For many years, I’ve been told by my parents, my teachers, Buddhist monks, and many authors of self-help / spiritual books that forgiveness is the key to everything, including personal growth, happiness, inner peace and peace of mind. It seems that without forgiveness we are destined to be horrible people and live in a state of misery.

It has always made sense to me why forgiveness was so important because I could easily see that the person most affected by my anger, hatred, resentment and all the other emotions that came with not forgiving, was me. As much as I’d like to think that holding a grudge would make the other person feel bad for what they did and serve as a lesson for them, I realized that the pain I was putting myself through in that hope simply wasn’t worth it.

Then there’s the bit that people also say, which is that forgiveness of others only comes after self-forgiveness.

Years ago, at a Buddhist weekend retreat, we were guided through a forgiveness mediation which in summary started by:

1) imagining someone you would like to forgive and placing them into your heart while you said to yourself that you forgave them for what they had done to you;
2) then you imagined someone that you felt needed to forgive you and you imagined them in your heart and asked them for forgiveness;
3) then the meditation ended by putting yourself in your own heart and asking yourself for forgiveness.

Understanding the importance of forgiveness, I thought it was a nice exercise but I always felt I was missing something that they weren’t telling me. How was it that I was supposed to “put” people in my heart? Clearly, simply by imagining them in my heart wasn’t going to be enough.

So, how does one forgive?

What helped me start to understand this back then was the idea that everyone is doing the best that they can, given what they know in that moment. I am aware that people can easily turn this into an excuse, but I always understood that there was truth behind these words. Even though, I didn’t exactly know what that truth was, I had some intellectual idea of what it meant.
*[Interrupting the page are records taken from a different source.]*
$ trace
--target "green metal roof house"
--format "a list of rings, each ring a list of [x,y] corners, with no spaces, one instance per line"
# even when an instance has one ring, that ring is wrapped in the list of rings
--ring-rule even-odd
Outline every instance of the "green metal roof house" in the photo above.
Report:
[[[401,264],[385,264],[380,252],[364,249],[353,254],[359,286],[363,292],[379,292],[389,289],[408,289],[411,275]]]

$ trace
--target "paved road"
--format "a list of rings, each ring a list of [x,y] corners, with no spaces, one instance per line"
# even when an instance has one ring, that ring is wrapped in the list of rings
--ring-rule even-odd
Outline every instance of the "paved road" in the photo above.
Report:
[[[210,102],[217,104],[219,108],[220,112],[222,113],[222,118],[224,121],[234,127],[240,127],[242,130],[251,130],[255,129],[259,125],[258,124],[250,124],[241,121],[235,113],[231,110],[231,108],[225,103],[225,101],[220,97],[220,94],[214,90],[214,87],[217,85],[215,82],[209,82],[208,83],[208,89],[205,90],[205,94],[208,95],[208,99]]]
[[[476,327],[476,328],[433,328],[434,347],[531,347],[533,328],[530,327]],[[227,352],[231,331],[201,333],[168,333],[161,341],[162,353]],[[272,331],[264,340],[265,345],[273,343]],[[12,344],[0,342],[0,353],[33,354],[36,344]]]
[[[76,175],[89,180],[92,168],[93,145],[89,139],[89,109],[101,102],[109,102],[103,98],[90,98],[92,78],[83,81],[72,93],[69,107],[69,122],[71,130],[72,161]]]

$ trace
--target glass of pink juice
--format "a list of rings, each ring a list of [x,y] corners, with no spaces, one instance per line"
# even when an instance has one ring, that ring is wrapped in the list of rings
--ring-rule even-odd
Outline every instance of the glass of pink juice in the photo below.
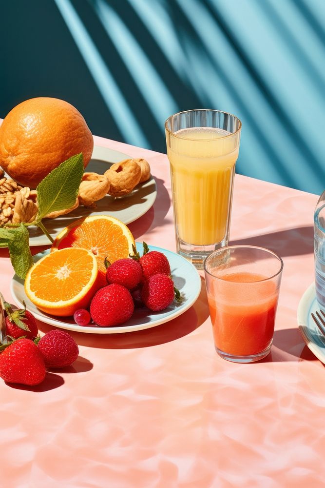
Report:
[[[237,363],[269,353],[283,262],[272,251],[229,246],[212,253],[204,271],[215,349]]]

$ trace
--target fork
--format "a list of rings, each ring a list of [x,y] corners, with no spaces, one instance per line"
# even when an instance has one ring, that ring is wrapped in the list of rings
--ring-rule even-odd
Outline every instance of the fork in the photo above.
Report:
[[[311,316],[312,317],[314,322],[316,324],[316,325],[321,331],[323,335],[325,336],[325,312],[321,309],[321,313],[316,310],[315,312],[316,315],[317,316],[317,318],[315,316],[313,313],[311,313]],[[323,315],[323,317],[321,315]],[[323,318],[324,317],[324,318]]]

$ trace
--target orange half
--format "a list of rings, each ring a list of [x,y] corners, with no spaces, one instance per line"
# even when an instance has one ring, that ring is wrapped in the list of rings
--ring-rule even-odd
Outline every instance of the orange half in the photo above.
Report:
[[[58,317],[87,308],[98,288],[96,258],[84,249],[69,247],[50,253],[35,263],[25,280],[25,292],[31,302]]]
[[[58,234],[51,251],[65,247],[83,248],[95,256],[102,286],[107,285],[105,258],[112,264],[133,254],[134,239],[125,224],[110,215],[91,215],[66,227]]]

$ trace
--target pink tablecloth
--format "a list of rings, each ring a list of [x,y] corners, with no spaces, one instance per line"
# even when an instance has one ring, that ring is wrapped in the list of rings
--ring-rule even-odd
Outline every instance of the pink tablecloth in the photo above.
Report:
[[[149,161],[158,197],[129,226],[136,239],[174,250],[166,156],[95,140]],[[325,373],[296,321],[313,279],[317,200],[236,176],[231,242],[268,247],[285,262],[268,358],[240,365],[216,354],[203,278],[197,302],[172,322],[119,335],[75,333],[80,357],[68,370],[48,373],[32,389],[0,382],[0,485],[324,486]],[[0,288],[10,300],[13,269],[0,252]]]

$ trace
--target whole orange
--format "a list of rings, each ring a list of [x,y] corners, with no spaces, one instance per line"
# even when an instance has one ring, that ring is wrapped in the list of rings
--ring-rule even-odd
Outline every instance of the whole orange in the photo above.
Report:
[[[82,153],[85,167],[93,147],[81,114],[57,98],[26,100],[0,126],[0,165],[11,178],[31,188],[75,154]]]

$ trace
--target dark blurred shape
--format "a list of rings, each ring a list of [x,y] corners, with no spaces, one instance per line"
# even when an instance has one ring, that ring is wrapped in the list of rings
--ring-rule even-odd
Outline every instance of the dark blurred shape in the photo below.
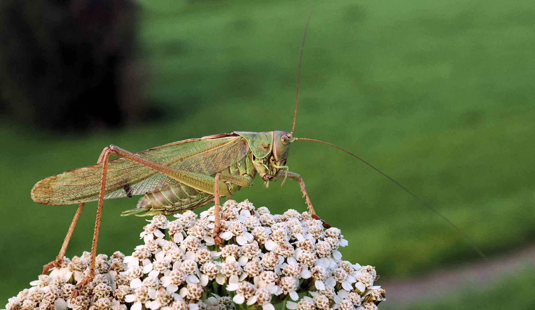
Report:
[[[130,0],[0,1],[0,113],[55,130],[150,117]]]

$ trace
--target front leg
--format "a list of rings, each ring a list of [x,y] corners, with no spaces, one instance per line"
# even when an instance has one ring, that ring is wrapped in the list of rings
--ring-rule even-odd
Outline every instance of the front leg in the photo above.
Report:
[[[325,221],[319,218],[319,217],[316,214],[316,211],[314,211],[314,208],[312,206],[312,202],[310,202],[310,198],[308,196],[308,193],[307,193],[307,188],[304,186],[304,181],[303,180],[303,178],[301,178],[301,176],[297,173],[287,171],[287,172],[284,173],[278,173],[275,180],[276,180],[282,177],[283,175],[285,176],[285,179],[287,177],[288,179],[295,180],[299,182],[299,186],[301,187],[301,192],[303,193],[303,196],[304,197],[305,201],[307,202],[307,205],[308,206],[308,210],[310,211],[310,213],[312,214],[312,217],[315,219],[322,221],[322,222],[323,223],[323,227],[326,228],[330,228],[331,227],[331,225],[326,223]],[[282,185],[281,186],[282,186]]]

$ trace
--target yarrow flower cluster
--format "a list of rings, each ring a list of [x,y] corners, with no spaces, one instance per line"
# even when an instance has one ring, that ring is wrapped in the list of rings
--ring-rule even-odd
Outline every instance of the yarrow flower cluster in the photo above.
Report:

The other day I was listening to one of my teachers, Sandy Krot, and she was talking about how the level of service we provide the people we work with is so much greater when we help them understand how forgiveness works compared to simply telling them that forgiveness is a good thing to do. I was curious to hear more from her about this and what she shared made perfect sense to me. Her words were like a confirmation of what I had recently started to experience for myself but hadn’t yet tried to put into words.

What she said was not that different from what I’ve been sharing with you regarding the importance of Thought and its relationship to our experience of life.

What I have been seeing more and more lately is that, as people start getting their own insights into the principles behind life, they begin to recognize how easily they themselves get tricked by the outside-in illusion. Which is to say, that they innocently find themselves feeling that the source for their feelings is coming from something or someone outside of themselves.

The more people see this outside-in illusion for themselves and begin to recognize how often they are mistakenly trapped into believing something feels like it’s outside-in, they begin to recognize the same innocence in other people as well.

Every one of us is always feeling and reacting to the quality of thought associated to our level of consciousness in any given moment in time. And, when we perceive a threat and believe it to be real, we all do what we can to defend ourselves against it.

Going back to what Sandy Krot said to me. She said that once she had the insight that all her feelings came from the inside and that no one else was responsible for them, she found that forgiveness was a “no brainer” and that there was “nothing to forgive”.

And, that is what I think true forgiveness is; when we feel there isn’t anything to forgive.